Every Rose Garden has its Kempthorne

Dirk Kempthorne

Dirk Kempthorne

U.S. President George W. Bush has made a wise decision by nominating the seasoned Republican governor of Idaho, Dirk Kempthorne, to be the nation’s next secretary of the interior. Kempthorne would replace Gale Norton, who resigned March 10, after five years in the position.

As the principal conservation agency of the U.S., the Department of the Interior manages America’s vast tracts of federally managed public lands, which add up to 504 million acres of surface land — or one out of every five acres in the union.

Created in 1849, the department now has over 70,600 employees — including those at the U.S. Geological Survey — at 2,400 operations across the United States and its territories. Its annual budget is US$16.2 billion, and it raises more than US$10 billion in tax revenues from activities related to energy, minerals, grazing, timber, recreation and land sales.

The majority of these public lands are in the western states, so having a good secretary of the interior who understands the West is vital to this region’s prosperity, especially its rural areas, which are heavily dependent economically on mining, oil, forestry, farming and tourism.

And with Kempthorne, the West will indeed have a good one.

At 54, Kempthorne has a remarkable track record of personal success wherever he’s set his sights. Born in San Diego, Calif., he grew up in Spokane, Wash., and earned a BA in political science from the University of Idaho in 1975. He began his career as assistant to the director of the Idaho Department of Public Lands, moving in 1978 to become executive vice-president of the Idaho Home Builders Association.

Kempthorne took a year off to become campaign manager for Phil Batt’s unsuccessful 1982 Idaho gubernatorial campaign, and from 1983 to 1986, worked for chemical giant FMC Corp. as its public affairs manager in Idaho. (At that time FMC had a significant minerals division, named FMC Gold, which later morphed into today’s Meridian Gold.)

In 1986, Kempthorne became a very popular mayor of Boise, and was re-elected, unopposed, in 1989.

Shifting gears in 1993, Kempthorne moved to Washington, D.C., to serve as a U.S. senator for Idaho. As senator, he became chairman of the Senate Subcommittee on Drinking Water, Fisheries and Wildlife. He also served as chairman of the Senate Armed Services Subcommittee on Personnel.

Rather than seek a second term, Kempthorne returned home in 1998 to become Idaho’s governor, after Phil Batt unexpectedly vacated the position after only one term. Kempthorne was re-elected governor in 2002, winning 56% of the popular vote.

While governor, Kempthorne was chairman of the National Governors Association, chairman of the Western Governors Association, and president of the Council of State Governments. He was also a member of the Columbia River Basin Forum, which established a regional plan to save wild salmon in the U.S. northwest.

As both senator and governor, Kempthorne time and again has showed an ability to understand the complexity of land issues and find the right balance between the preservation of nature and the development of natural resources.

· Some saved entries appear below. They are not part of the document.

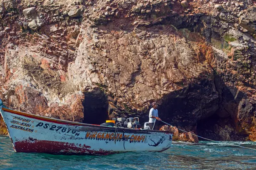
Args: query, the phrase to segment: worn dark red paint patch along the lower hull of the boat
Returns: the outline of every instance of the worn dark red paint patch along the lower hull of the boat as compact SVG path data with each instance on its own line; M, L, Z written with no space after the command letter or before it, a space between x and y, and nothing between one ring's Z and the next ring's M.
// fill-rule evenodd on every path
M16 152L51 153L61 155L109 155L119 153L112 150L90 150L90 146L75 145L68 142L55 142L30 139L15 142Z

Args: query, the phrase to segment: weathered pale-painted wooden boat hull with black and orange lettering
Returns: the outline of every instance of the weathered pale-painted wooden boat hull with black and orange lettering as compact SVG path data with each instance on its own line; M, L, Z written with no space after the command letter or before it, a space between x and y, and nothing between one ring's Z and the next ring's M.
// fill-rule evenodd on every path
M172 133L90 125L14 111L0 100L0 113L16 152L108 155L167 150Z

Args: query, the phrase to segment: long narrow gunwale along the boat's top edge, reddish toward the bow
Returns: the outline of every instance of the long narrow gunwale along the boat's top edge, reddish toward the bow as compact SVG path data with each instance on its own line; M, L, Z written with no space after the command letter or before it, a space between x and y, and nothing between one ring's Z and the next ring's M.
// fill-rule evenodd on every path
M108 126L101 126L101 125L92 125L92 124L87 124L87 123L79 123L79 122L71 122L71 121L67 121L67 120L61 120L61 119L55 119L55 118L49 118L49 117L44 117L44 116L38 116L38 115L34 115L34 114L30 114L30 113L26 113L26 112L21 112L21 111L15 111L9 108L1 108L3 111L6 112L10 112L13 114L17 114L20 116L25 116L25 117L29 117L32 119L39 119L42 121L46 121L46 122L52 122L52 123L58 123L58 124L67 124L67 125L79 125L79 126L87 126L87 127L98 127L98 128L102 128L102 129L113 129L113 127L108 127ZM130 129L130 128L120 128L117 127L117 129L119 130L132 130L132 131L144 131L145 133L147 132L157 132L157 133L170 133L173 134L173 132L171 131L161 131L161 130L145 130L145 129ZM134 132L136 133L136 132Z

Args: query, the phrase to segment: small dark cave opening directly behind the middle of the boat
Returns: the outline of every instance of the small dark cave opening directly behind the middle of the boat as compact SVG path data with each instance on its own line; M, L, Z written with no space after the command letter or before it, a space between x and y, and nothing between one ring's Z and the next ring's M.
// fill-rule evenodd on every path
M84 93L84 123L100 125L108 117L108 98L104 91L96 88Z

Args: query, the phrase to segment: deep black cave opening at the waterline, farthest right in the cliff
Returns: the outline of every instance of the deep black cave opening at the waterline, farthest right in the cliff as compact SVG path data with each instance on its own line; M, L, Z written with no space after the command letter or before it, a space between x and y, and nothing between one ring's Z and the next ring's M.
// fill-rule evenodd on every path
M214 82L219 95L218 110L211 116L197 121L198 135L218 141L246 140L248 134L237 122L237 107L243 93L237 88L228 87L217 74L214 75Z

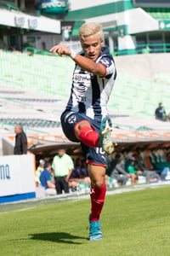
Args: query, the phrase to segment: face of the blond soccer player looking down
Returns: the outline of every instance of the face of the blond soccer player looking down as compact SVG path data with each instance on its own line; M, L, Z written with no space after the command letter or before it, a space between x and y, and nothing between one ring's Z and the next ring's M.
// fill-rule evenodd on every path
M85 56L92 61L96 61L100 55L103 40L97 35L91 35L84 38L81 44Z

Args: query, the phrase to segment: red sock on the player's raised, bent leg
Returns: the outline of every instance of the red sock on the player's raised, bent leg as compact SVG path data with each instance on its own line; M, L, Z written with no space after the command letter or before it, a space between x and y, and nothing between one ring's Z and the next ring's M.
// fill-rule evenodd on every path
M94 131L93 128L83 126L79 131L78 137L80 137L82 143L84 143L88 147L99 147L99 134Z

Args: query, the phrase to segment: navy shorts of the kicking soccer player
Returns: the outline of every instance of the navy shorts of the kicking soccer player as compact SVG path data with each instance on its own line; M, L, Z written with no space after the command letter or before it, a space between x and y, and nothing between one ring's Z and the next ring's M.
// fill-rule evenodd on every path
M71 142L80 143L75 136L74 127L82 120L87 120L98 133L100 131L100 122L90 119L82 113L65 111L61 114L60 120L65 137L67 137ZM81 143L81 146L88 162L94 163L97 166L107 166L107 154L105 154L102 148L89 148L83 143Z

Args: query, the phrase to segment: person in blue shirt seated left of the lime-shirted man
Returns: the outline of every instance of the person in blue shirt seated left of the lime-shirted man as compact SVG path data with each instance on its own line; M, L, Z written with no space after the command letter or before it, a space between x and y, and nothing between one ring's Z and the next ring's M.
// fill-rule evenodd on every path
M40 182L45 189L46 195L56 195L55 184L53 183L53 171L49 162L44 163L44 169L40 174Z

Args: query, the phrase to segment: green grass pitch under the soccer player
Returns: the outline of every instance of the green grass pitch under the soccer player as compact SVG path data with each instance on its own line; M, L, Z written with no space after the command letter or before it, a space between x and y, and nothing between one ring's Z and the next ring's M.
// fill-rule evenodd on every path
M0 255L169 256L169 196L169 186L107 195L100 241L88 241L89 200L0 206Z

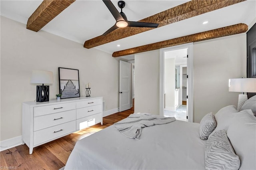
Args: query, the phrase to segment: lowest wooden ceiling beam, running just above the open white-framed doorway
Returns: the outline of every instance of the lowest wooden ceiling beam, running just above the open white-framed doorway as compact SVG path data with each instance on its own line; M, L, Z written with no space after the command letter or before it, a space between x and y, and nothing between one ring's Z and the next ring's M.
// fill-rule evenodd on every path
M162 42L151 43L148 45L142 45L139 47L125 49L122 51L116 51L112 54L112 56L120 57L120 56L124 56L124 55L130 55L130 54L165 48L165 47L171 47L174 45L180 45L180 44L191 43L191 42L199 42L199 41L209 40L209 39L213 39L213 38L219 38L219 37L230 36L230 35L234 35L234 34L240 34L240 33L246 32L247 30L248 30L248 26L246 24L236 24L236 25L232 25L232 26L218 28L215 30L200 32L198 34L192 34L189 36L183 36L180 38L174 38L174 39L166 40L166 41L162 41Z

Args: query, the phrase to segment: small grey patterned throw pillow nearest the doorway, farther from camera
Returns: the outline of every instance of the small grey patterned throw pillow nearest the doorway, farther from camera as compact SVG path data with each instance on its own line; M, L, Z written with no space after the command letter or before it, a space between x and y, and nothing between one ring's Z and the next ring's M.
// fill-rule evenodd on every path
M216 128L216 121L214 115L211 113L206 114L200 122L199 136L200 139L208 139L209 134Z

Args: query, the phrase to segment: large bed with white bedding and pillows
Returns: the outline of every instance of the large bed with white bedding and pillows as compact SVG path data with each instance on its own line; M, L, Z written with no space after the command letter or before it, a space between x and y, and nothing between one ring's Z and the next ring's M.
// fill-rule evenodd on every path
M229 138L231 148L234 148L234 155L238 155L238 168L256 169L256 117L252 111L238 112L236 107L227 106L220 109L215 118L217 127L212 133L216 131L217 134L222 130L227 134L226 138ZM210 141L209 138L214 139L215 133L211 133L212 137L208 140L202 140L199 133L201 124L202 121L199 124L176 120L146 127L139 140L127 138L112 125L79 140L68 158L65 170L214 169L211 165L210 168L206 167L205 162L208 152L212 152L212 144L208 144L210 148L207 151L207 142ZM222 144L216 142L217 145L219 143ZM226 159L226 155L221 155L220 159ZM231 161L233 159L234 157ZM223 167L238 169L230 167L232 164L235 163L231 162L230 165L229 162L225 165L226 168Z

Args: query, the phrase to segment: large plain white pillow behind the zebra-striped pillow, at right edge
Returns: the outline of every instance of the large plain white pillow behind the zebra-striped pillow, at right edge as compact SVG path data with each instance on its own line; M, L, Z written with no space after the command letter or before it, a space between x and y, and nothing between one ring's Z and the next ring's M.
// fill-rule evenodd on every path
M239 156L240 170L256 169L256 117L251 110L236 114L228 127L228 138Z

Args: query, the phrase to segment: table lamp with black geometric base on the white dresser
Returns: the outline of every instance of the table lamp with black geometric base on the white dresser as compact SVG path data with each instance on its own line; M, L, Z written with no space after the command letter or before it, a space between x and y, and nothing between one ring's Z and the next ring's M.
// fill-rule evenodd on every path
M44 84L52 84L52 71L32 71L30 83L43 84L36 86L36 102L49 101L49 86Z

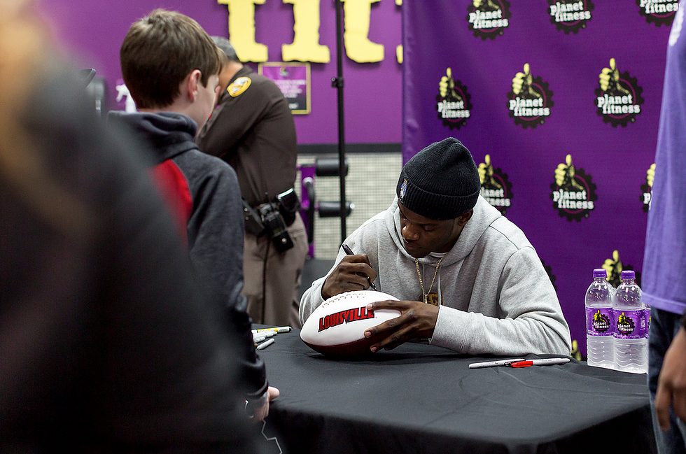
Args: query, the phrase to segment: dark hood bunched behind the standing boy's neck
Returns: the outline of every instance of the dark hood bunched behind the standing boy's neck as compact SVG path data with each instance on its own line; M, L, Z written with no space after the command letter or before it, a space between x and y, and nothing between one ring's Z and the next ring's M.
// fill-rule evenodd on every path
M186 115L174 112L110 112L108 120L125 125L141 141L151 145L156 164L197 148L197 125Z

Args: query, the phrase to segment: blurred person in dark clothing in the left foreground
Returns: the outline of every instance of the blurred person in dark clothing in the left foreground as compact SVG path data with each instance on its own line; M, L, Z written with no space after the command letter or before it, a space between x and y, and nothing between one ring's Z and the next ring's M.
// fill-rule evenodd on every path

In particular, he has worked hard to revise the deeply flawed Endangered Species Act, in part, by shifting power from the federal government to the state and local levels. These revisions are now making their way through Congress.

This year, he is approaching the end of his second term as governor, and cannot seek a third under the state’s constitution.

Appearing with Bush in the Oval Office of the White House on March 16 to announce the nomination, Kempthorne said: “One of the hallmarks of my public service has been my ability to bring people together to the table and to work together to build consensus. I pledge to you and the American people that I will continue in that role of reaching out and finding solutions.”

Bush noted that when Kempthorne and his wife Patricia were married, they chose to hold the ceremony atop Idaho’s Moscow Mountain at sunrise, and quoted Kempthorne as having said, “I don’t think that there’s a more beautiful cathedral than the outdoors.”

Kempthorne’s nomination must still be confirmed by the Senate, but with Republicans controlling the upper house, and senators loathe to reject one of their own former members, he’s a shoo-in.

Kempthorne will be the second Idahoan to serve in the position after Cecil Andrus, who was interior secretary under former president Jimmy Carter.

While the U.S. mining community heartily welcomes Kempthorne’s ascendancy to secretary of the interior, in the years to come, he will probably make the biggest headlines when greenies howl over his support of oil exploration in Florida’s Gulf Coast region — against the vehement objections of the president’s brother, Florida Gov. Jeb Bush — and within the Arctic National Wildlife Refuge along Alaska’s northern slope.